Basta iscriversi ad un social per capire che c’è gente più fuori di capoccia che all’Oktoberfest.
Il corteggiamento ai tempi di facebook: è tutto un mi piace questo elemento. Che tristezza!
Voglio ricordare che essere famosi su Facebook è come essere Cenerentola nella fiaba: a mezzanotte tutto può finire.
La gente per conoscere cosa accade nel mondo dovrebbe muoversi, non guardare la home di Facebook.

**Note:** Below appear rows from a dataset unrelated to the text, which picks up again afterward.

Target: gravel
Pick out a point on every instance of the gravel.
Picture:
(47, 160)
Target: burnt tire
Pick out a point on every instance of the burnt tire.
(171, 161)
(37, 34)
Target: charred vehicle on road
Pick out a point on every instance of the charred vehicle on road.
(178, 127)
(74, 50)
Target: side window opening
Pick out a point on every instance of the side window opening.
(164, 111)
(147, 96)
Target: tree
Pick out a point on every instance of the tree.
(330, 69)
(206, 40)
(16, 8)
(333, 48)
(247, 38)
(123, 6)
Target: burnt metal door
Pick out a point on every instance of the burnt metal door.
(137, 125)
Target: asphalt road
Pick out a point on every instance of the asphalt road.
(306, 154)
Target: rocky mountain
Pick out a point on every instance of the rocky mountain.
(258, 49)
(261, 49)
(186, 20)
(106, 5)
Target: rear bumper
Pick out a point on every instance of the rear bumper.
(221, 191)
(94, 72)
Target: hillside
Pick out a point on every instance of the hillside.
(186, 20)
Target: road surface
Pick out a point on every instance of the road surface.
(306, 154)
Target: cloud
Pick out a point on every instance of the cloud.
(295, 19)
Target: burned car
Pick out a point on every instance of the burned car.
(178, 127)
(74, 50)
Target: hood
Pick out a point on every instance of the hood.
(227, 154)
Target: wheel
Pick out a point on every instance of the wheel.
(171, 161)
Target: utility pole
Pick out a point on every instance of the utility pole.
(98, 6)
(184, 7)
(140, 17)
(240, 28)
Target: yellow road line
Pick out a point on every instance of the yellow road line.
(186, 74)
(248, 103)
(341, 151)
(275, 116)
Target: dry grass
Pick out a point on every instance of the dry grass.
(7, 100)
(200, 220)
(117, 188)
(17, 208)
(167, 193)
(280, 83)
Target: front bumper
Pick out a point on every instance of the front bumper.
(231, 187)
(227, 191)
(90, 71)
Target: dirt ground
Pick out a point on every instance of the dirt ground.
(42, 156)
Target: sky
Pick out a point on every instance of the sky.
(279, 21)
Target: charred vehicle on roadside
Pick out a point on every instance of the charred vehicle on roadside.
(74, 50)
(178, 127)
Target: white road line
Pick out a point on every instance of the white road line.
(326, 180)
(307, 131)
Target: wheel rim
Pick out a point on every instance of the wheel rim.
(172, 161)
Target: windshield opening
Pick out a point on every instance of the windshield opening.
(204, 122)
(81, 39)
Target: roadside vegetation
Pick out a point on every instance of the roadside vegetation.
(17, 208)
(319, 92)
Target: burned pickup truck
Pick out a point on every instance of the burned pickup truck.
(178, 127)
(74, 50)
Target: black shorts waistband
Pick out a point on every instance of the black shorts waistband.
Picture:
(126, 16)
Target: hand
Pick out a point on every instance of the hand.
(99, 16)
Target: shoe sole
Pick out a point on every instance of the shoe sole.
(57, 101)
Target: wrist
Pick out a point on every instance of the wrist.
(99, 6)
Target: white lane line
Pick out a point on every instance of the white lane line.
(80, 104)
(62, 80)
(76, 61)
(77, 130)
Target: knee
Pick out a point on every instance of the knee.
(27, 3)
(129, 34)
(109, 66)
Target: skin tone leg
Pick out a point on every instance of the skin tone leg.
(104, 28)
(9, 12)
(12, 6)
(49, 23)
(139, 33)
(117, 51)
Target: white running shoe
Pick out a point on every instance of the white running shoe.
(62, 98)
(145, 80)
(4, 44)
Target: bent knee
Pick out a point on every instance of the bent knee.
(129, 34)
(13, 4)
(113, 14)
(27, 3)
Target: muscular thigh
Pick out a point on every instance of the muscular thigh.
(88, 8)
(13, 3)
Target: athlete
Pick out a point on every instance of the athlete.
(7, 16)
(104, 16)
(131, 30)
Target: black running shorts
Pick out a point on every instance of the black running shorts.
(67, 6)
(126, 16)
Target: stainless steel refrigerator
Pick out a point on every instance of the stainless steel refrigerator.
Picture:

Facebook: anticoncezionale virtuale.
Per favore smettiamola. Smettiamola di prenderci tutti in giro con Facebook, Whatsapp e stronzate varie. Smettiamola di pensare che un “mi piace” sia più importante di un “ti voglio bene”, che un messaggio “chilometrico” sia più emozionante di una lettera scritta a mano, con indirizzo, città e francobollo. Abbiate le palle di andare di andare dalla persona che vi piace, dall’amico con cui avete discusso, dal genitore deluso, e parlate. Cazzo, parlate. La bocca, gli occhi, le mani non servono per digitare o guardare uno schermo, servono per baciare, guardare, toccare. Basta volerlo. E smettiamola di prendere sempre la strada più semplice con un messaggio, un cuore in bacheca e cavolate varie. Smettiamola. Apriamo gli occhi e allontaniamoci dalla monotonia e dalla banalità. Guardiamole le persone. Negli occhi.
In una comunità, o in un gruppo qualsiasi, i numeri contano e possano fare la differenza, ma al suo interno contano ancor di più l’armonia e il rispetto reciproco tra quelli che li rappresentano e li aiutano a moltiplicarsi.